In [1]:
from __future__ import print_function
import numpy as np
import pandas as pd
from wide_deep.data_utils import prepare_data

DF = pd.read_csv('data/adult_data.csv')
DF['income_label'] = (DF["income_bracket"].apply(lambda x: ">50K" in x)).astype(int)

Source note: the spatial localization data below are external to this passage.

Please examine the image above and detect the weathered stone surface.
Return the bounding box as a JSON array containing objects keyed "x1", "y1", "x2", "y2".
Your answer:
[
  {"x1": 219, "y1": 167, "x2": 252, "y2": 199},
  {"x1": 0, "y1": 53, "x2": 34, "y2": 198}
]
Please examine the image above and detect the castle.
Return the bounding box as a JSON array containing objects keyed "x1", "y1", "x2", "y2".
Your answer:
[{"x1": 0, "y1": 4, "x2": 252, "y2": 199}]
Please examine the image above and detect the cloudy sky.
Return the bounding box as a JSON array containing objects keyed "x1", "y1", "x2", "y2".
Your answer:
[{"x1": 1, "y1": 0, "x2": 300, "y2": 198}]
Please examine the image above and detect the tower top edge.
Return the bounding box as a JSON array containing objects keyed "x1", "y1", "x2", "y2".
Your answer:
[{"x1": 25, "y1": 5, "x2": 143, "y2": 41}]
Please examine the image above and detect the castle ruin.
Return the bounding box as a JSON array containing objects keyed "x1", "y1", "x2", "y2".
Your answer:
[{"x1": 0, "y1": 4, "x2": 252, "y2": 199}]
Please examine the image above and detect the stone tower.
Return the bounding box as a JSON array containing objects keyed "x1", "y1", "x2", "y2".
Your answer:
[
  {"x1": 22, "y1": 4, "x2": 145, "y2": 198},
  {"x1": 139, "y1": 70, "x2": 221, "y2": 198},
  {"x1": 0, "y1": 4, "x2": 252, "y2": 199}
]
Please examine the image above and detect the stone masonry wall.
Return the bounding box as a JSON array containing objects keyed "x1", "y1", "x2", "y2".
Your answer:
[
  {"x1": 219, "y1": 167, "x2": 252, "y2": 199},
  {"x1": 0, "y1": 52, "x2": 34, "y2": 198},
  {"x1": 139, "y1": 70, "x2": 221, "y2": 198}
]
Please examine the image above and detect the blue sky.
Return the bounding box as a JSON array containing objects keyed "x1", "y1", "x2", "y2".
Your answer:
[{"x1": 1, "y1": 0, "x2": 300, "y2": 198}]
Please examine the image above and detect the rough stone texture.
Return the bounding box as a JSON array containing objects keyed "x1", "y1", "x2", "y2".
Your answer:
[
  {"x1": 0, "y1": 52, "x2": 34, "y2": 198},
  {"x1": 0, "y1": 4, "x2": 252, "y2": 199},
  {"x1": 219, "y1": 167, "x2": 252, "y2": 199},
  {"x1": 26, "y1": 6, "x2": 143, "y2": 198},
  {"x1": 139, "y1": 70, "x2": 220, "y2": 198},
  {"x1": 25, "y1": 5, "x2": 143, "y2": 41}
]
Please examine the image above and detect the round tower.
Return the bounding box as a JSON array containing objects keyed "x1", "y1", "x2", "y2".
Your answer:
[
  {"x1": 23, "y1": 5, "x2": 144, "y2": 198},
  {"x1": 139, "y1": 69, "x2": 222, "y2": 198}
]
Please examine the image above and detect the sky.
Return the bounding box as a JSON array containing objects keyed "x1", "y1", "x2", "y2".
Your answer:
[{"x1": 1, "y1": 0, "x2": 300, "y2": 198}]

wide_cols = ['age','hours_per_week','education', 'relationship','workclass',
             'occupation','native_country','gender']
crossed_cols = (['education', 'occupation'], ['native_country', 'occupation'])
embeddings_cols = [('education',10), ('relationship',8), ('workclass',10),
                    ('occupation',10),('native_country',10)]
continuous_cols = ["age","hours_per_week"]
target = 'income_label'
method = 'logistic'

wd_dataset = prepare_data(DF, wide_cols,crossed_cols,embeddings_cols,continuous_cols,target)

In [5]:
wd_dataset['train_dataset']

train_dataset(wide=array([[46, 50,  0, ...,  0,  0,  0],
       [32, 45,  1, ...,  0,  0,  0],
       [30, 30,  0, ...,  0,  0,  0],
       ..., 
       [40, 40,  0, ...,  0,  0,  0],
       [45, 37,  1, ...,  0,  0,  0],
       [40, 45,  1, ...,  0,  0,  0]]), deep=array([[ 3,  1,  6, ...,  0, 46, 50],
       [ 0,  0,  2, ...,  0, 32, 45],
       [ 1,  4,  2, ...,  0, 30, 30],
       ..., 
       [ 1,  0,  2, ...,  0, 40, 40],
       [ 0,  1,  2, ...,  0, 45, 37],
       [ 0,  1,  2, ...,  0, 40, 45]]), labels=array([1, 0, 0, ..., 0, 0, 0]))

In [14]:
import torch
import torch.autograd as autograd
import torch.nn as nn
import torch.nn.functional as F
from torch.utils.data import Dataset
from torch.autograd import Variable
from torch.utils.data import DataLoader

class Wide(nn.Module):
    """
    Wide-side consists in simply in "pluging" the features into the output neuron(s)

    Parameters:
    ----------
    wide_dim: int. Number of features per observation
    method  : str. Regression, logistic or multiclass
    n_class : int. number of classes. Defaults to 1 if logistic or regression
    """
    def __init__(self, wide_dim, n_class):

        super(Wide, self).__init__()
        self.wide_dim = wide_dim
        self.n_class = n_class

        self.linear = nn.Linear(self.wide_dim, self.n_class)

    def forward(self,X):

        out = F.sigmoid(self.linear(X))

        return out


In [15]:
wide_dim = wd_dataset['train_dataset'].wide.shape[1]
n_class  = 1
wide_model = Wide(wide_dim, n_class)

In [16]:
print(wide_model)

Wide (
  (linear): Linear (798 -> 1)
)


In [25]:
wd_dataset['train_dataset'].labels.reshape(-1, 1).shape

(34189, 1)

In [28]:
train_dataset = np.hstack([wd_dataset['train_dataset'].labels.reshape(-1, 1), wd_dataset['train_dataset'].wide])
train_dataset

array([[ 1, 46, 50, ...,  0,  0,  0],
       [ 0, 32, 45, ...,  0,  0,  0],
       [ 0, 30, 30, ...,  0,  0,  0],
       ..., 
       [ 0, 40, 40, ...,  0,  0,  0],
       [ 0, 45, 37, ...,  0,  0,  0],
       [ 0, 40, 45, ...,  0,  0,  0]])

In [34]:
optimizer = torch.optim.Adam(model.parameters())
batch_size = 64
n_epochs = 10
train_loader = torch.utils.data.DataLoader(dataset=train_dataset,
                                           batch_size=batch_size,
                                           shuffle=True)
# from http://pytorch.org/tutorials/beginner/blitz/cifar10_tutorial.html
for epoch in range(n_epochs):
    total=0
    correct=0
    for i, batch in enumerate(train_loader):

        X_w = Variable(batch[:, 1:]).float()
        y = Variable(batch[:, 0]).float()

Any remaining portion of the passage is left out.